How can I maximise the amount of money I have in retirement?
When it comes to making the most of the money you have in retirement, there are a few key things that can make a big difference.
Where to hold your assets: inside or outside of super?
Where and how you hold your assets in your super account will have a significant impact on the retirement income you can access. When planned in the right way, you should be able to stop paying tax on your income altogether. This includes capital gains tax too.
So be sure to speak with your tax adviser to determine the most tax-effective way to structure your assets. They can ensure you optimise your holdings, so you can minimise the amount of tax you pay on your retirement income.
Pay down your debts
Paying down any debt now is a proven way to maximise the money you have to spend in your retirement. Debts like mortgages, credit card debts, or loans, work to eat away at your income. Not to mention the mental load of carrying these debts.
So when planning your retirement, look at your existing debts. Based on your current repayment plans, how old will you be once these debts are paid off? Is there potential to pay them off sooner? After all, the sooner you pay down debt, the less interest you’re paying—and the more financial freedom you’ll enjoy.
How much money you’ll need in retirement
So here it is. Let’s assume you’ve done the proper planning. You’re sensible with your money, and you’re debt-free. You’ve got the majority of your investments in your super account.
Based on these assumptions, Accurium has created a guide to the approximate amount of assets a typical couple will need when you retire, to live at your desired income. This is based on an 80% confidence that you’re not going to run out of money.
I want to spend $60,000 a year in retirement
- To retire at 60: $944,000
- To retire at 65: $702,000
- To retire at 70: $543,000
I want to spend $70,000 a year in retirement
- To retire at 60: $1,309,000
- To retire at 65: $1,099,000
- To retire at 70: $868,000
I want to spend $100,000 a year in retirement
- To retire at 60: $2,149,000
- To retire at 65: $1,886,000
- To retire at 70: $1,591,000
Bear in mind this is just an approximate figure. There are other variables that can change the amount of money you have in retirement, that are important to be aware of. These include:
- What you’re invested in. For example, if all your money is invested in cash, you’re likely to run out of money quicker. If you’re invested in risky assets, you have the potential to lose money.
- Will you have any lump-sum expenses?

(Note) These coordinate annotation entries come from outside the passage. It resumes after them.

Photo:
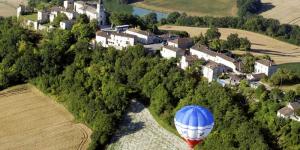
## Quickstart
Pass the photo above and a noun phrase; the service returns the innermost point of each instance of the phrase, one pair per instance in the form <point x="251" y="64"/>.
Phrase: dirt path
<point x="30" y="120"/>
<point x="139" y="131"/>
<point x="280" y="52"/>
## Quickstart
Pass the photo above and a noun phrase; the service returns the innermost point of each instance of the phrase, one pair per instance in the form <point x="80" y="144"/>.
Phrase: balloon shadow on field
<point x="127" y="125"/>
<point x="266" y="7"/>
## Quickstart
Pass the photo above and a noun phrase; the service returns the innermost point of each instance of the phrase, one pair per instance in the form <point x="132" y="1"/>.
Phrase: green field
<point x="192" y="7"/>
<point x="292" y="66"/>
<point x="115" y="6"/>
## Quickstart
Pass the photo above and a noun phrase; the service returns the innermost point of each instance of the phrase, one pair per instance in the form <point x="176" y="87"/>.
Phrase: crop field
<point x="140" y="131"/>
<point x="286" y="11"/>
<point x="8" y="7"/>
<point x="192" y="7"/>
<point x="31" y="120"/>
<point x="280" y="52"/>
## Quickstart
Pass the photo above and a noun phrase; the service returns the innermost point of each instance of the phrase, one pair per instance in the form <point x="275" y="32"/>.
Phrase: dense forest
<point x="97" y="84"/>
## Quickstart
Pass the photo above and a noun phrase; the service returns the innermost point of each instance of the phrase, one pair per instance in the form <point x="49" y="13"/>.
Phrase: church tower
<point x="101" y="13"/>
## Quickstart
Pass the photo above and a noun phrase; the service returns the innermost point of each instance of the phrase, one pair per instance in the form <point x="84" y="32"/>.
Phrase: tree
<point x="245" y="44"/>
<point x="150" y="19"/>
<point x="233" y="41"/>
<point x="160" y="100"/>
<point x="216" y="45"/>
<point x="60" y="17"/>
<point x="212" y="34"/>
<point x="172" y="17"/>
<point x="290" y="96"/>
<point x="82" y="31"/>
<point x="276" y="94"/>
<point x="201" y="40"/>
<point x="248" y="61"/>
<point x="123" y="18"/>
<point x="28" y="65"/>
<point x="115" y="97"/>
<point x="298" y="90"/>
<point x="82" y="19"/>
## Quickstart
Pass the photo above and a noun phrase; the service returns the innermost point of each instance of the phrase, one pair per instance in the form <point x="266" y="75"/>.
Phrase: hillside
<point x="8" y="7"/>
<point x="286" y="11"/>
<point x="139" y="130"/>
<point x="192" y="7"/>
<point x="31" y="120"/>
<point x="279" y="51"/>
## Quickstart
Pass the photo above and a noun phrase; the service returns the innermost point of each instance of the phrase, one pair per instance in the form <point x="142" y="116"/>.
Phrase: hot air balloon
<point x="193" y="123"/>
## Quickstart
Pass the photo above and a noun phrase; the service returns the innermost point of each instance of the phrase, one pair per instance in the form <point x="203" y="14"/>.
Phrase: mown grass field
<point x="31" y="120"/>
<point x="192" y="7"/>
<point x="286" y="11"/>
<point x="280" y="52"/>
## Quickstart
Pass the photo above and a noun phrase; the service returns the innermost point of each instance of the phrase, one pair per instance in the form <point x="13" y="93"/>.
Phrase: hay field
<point x="192" y="7"/>
<point x="286" y="11"/>
<point x="280" y="52"/>
<point x="31" y="120"/>
<point x="140" y="131"/>
<point x="8" y="7"/>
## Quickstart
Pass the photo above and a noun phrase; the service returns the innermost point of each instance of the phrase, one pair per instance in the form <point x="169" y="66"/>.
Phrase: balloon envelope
<point x="194" y="123"/>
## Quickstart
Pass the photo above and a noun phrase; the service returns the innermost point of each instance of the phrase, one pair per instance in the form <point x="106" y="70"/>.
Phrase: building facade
<point x="171" y="52"/>
<point x="264" y="66"/>
<point x="115" y="39"/>
<point x="143" y="37"/>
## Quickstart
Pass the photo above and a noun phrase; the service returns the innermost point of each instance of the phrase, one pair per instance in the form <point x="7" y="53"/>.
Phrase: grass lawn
<point x="192" y="7"/>
<point x="294" y="67"/>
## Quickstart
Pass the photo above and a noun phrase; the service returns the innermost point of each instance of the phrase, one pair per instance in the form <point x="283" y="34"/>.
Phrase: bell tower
<point x="101" y="13"/>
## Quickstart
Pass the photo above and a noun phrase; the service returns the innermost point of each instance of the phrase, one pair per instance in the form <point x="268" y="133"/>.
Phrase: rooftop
<point x="204" y="49"/>
<point x="258" y="76"/>
<point x="212" y="65"/>
<point x="123" y="34"/>
<point x="147" y="33"/>
<point x="180" y="41"/>
<point x="103" y="34"/>
<point x="107" y="34"/>
<point x="175" y="49"/>
<point x="226" y="57"/>
<point x="265" y="62"/>
<point x="191" y="58"/>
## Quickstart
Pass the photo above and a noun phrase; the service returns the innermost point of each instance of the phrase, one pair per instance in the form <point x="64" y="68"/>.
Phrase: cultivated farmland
<point x="31" y="120"/>
<point x="192" y="7"/>
<point x="280" y="52"/>
<point x="286" y="11"/>
<point x="8" y="7"/>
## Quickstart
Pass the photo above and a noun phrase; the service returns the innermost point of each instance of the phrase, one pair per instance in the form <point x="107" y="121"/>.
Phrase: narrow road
<point x="139" y="131"/>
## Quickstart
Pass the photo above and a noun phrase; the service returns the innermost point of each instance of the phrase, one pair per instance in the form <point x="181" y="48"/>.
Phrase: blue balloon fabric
<point x="194" y="122"/>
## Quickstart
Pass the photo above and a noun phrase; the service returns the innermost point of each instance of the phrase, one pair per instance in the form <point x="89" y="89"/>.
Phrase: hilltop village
<point x="170" y="46"/>
<point x="125" y="76"/>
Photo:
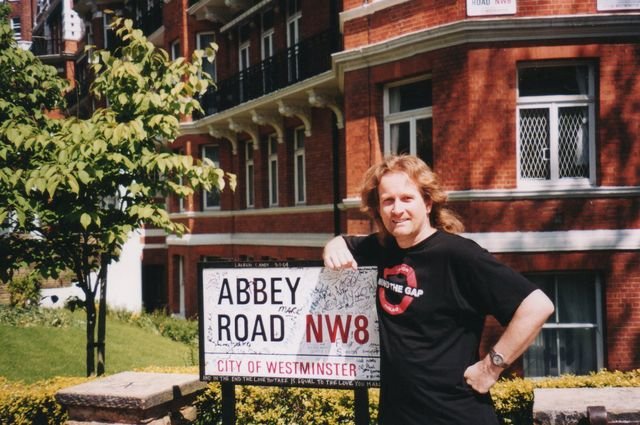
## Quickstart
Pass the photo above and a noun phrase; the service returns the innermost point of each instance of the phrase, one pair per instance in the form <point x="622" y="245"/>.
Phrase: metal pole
<point x="361" y="398"/>
<point x="228" y="403"/>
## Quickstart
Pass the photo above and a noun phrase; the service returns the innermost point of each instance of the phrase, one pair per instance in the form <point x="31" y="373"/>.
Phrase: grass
<point x="39" y="351"/>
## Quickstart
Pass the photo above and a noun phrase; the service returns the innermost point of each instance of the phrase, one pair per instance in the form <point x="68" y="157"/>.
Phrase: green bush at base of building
<point x="22" y="404"/>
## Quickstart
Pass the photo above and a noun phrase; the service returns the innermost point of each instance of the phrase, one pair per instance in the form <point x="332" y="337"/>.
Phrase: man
<point x="434" y="290"/>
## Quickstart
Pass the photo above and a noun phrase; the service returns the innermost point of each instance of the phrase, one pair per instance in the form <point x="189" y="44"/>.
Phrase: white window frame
<point x="411" y="116"/>
<point x="201" y="45"/>
<point x="299" y="175"/>
<point x="249" y="175"/>
<point x="293" y="38"/>
<point x="599" y="326"/>
<point x="16" y="27"/>
<point x="554" y="103"/>
<point x="272" y="147"/>
<point x="266" y="40"/>
<point x="216" y="163"/>
<point x="175" y="49"/>
<point x="106" y="29"/>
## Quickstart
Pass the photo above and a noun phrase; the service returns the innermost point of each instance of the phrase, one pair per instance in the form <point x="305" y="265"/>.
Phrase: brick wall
<point x="416" y="15"/>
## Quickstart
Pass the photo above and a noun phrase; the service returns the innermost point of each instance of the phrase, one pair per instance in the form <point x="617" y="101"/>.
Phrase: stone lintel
<point x="568" y="406"/>
<point x="130" y="398"/>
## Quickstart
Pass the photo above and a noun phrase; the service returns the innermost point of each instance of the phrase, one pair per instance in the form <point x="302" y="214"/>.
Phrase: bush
<point x="35" y="316"/>
<point x="513" y="397"/>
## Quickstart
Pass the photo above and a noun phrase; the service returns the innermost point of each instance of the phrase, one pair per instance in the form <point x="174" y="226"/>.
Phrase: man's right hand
<point x="336" y="255"/>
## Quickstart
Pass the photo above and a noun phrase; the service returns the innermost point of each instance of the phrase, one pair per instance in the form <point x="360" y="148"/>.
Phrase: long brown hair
<point x="427" y="181"/>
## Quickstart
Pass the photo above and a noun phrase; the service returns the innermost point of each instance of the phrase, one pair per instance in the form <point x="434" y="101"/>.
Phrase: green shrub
<point x="513" y="397"/>
<point x="35" y="316"/>
<point x="33" y="404"/>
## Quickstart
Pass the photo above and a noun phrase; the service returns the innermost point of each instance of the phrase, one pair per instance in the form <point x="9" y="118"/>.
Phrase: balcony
<point x="306" y="59"/>
<point x="42" y="46"/>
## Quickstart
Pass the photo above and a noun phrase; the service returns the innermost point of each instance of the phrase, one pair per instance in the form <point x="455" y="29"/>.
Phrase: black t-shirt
<point x="432" y="300"/>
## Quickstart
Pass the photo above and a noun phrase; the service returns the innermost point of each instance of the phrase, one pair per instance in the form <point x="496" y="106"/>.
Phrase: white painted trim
<point x="149" y="233"/>
<point x="496" y="242"/>
<point x="299" y="209"/>
<point x="571" y="240"/>
<point x="483" y="30"/>
<point x="366" y="9"/>
<point x="316" y="240"/>
<point x="511" y="194"/>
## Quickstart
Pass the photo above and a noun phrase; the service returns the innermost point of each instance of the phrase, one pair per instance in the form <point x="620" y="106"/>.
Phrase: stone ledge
<point x="132" y="398"/>
<point x="568" y="406"/>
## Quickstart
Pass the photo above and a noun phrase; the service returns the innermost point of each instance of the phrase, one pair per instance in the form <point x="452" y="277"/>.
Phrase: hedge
<point x="22" y="404"/>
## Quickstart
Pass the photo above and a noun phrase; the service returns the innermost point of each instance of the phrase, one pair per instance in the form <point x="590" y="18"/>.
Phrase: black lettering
<point x="242" y="325"/>
<point x="223" y="325"/>
<point x="260" y="291"/>
<point x="259" y="331"/>
<point x="275" y="290"/>
<point x="242" y="290"/>
<point x="277" y="336"/>
<point x="293" y="289"/>
<point x="225" y="292"/>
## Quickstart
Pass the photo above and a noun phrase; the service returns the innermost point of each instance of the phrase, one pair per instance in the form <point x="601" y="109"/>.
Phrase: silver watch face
<point x="497" y="359"/>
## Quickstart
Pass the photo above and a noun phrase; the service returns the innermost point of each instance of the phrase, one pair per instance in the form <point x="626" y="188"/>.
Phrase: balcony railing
<point x="41" y="46"/>
<point x="310" y="57"/>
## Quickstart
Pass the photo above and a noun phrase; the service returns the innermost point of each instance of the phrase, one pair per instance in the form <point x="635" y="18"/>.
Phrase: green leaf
<point x="85" y="220"/>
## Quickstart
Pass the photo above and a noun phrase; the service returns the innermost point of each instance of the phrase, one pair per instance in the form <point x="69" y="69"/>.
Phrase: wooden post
<point x="361" y="398"/>
<point x="228" y="403"/>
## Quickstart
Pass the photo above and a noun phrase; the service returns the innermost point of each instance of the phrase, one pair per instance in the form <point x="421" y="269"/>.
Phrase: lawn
<point x="38" y="351"/>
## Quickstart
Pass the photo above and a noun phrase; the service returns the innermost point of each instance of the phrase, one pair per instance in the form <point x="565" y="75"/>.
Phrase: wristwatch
<point x="497" y="359"/>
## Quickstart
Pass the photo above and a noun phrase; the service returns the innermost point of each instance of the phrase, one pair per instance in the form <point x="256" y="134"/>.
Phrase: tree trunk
<point x="90" y="307"/>
<point x="102" y="319"/>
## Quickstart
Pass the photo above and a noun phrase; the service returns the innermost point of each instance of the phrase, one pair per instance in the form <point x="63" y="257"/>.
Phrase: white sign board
<point x="288" y="323"/>
<point x="491" y="7"/>
<point x="618" y="4"/>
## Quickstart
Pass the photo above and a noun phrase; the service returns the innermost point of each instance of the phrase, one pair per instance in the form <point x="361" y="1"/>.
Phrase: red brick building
<point x="527" y="109"/>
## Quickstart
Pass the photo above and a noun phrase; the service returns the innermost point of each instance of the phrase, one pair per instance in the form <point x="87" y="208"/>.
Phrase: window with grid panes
<point x="249" y="174"/>
<point x="556" y="125"/>
<point x="16" y="28"/>
<point x="211" y="199"/>
<point x="408" y="123"/>
<point x="272" y="143"/>
<point x="571" y="339"/>
<point x="299" y="166"/>
<point x="294" y="15"/>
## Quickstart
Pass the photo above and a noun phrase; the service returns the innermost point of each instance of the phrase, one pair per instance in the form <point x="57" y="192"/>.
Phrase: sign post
<point x="288" y="324"/>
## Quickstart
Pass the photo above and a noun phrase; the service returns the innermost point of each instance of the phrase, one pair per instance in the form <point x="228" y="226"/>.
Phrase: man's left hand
<point x="482" y="375"/>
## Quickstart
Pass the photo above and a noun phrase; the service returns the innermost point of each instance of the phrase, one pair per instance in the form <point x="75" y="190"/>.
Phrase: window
<point x="175" y="50"/>
<point x="16" y="28"/>
<point x="299" y="166"/>
<point x="110" y="39"/>
<point x="211" y="199"/>
<point x="267" y="52"/>
<point x="203" y="40"/>
<point x="249" y="174"/>
<point x="408" y="120"/>
<point x="294" y="15"/>
<point x="243" y="60"/>
<point x="556" y="125"/>
<point x="571" y="340"/>
<point x="272" y="142"/>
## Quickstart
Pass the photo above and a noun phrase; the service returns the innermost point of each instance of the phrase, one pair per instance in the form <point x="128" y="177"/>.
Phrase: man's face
<point x="404" y="213"/>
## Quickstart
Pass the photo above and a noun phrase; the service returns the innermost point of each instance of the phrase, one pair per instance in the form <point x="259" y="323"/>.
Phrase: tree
<point x="73" y="190"/>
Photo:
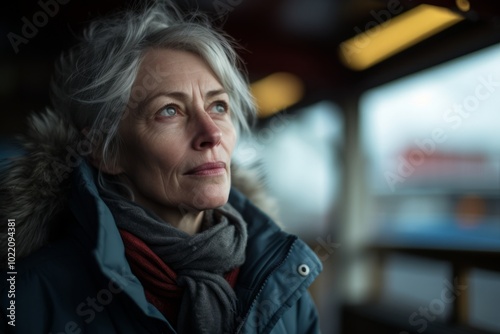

So things like buying a new house, or a new asset like a boat or car.
- How will the investment market perform over the next 30 years? This isn’t something you can predict with much accuracy, so it’s important to get professional advice.
The final word
Planning for your retirement is a complicated process, and the question, ‘How much money do I need in retirement?’ is a complicated one to answer.
The best way to be prepared for a comfortable and enjoyable retirement is to get help from a professional as soon as possible. They can help you take stock of your current situation, determine your retirement plans, and help you manage your finances in a way that enables you to achieve this.
And when you choose the right financial advice partner, they’ll be there by your side, providing ongoing advice as your situation changes each year.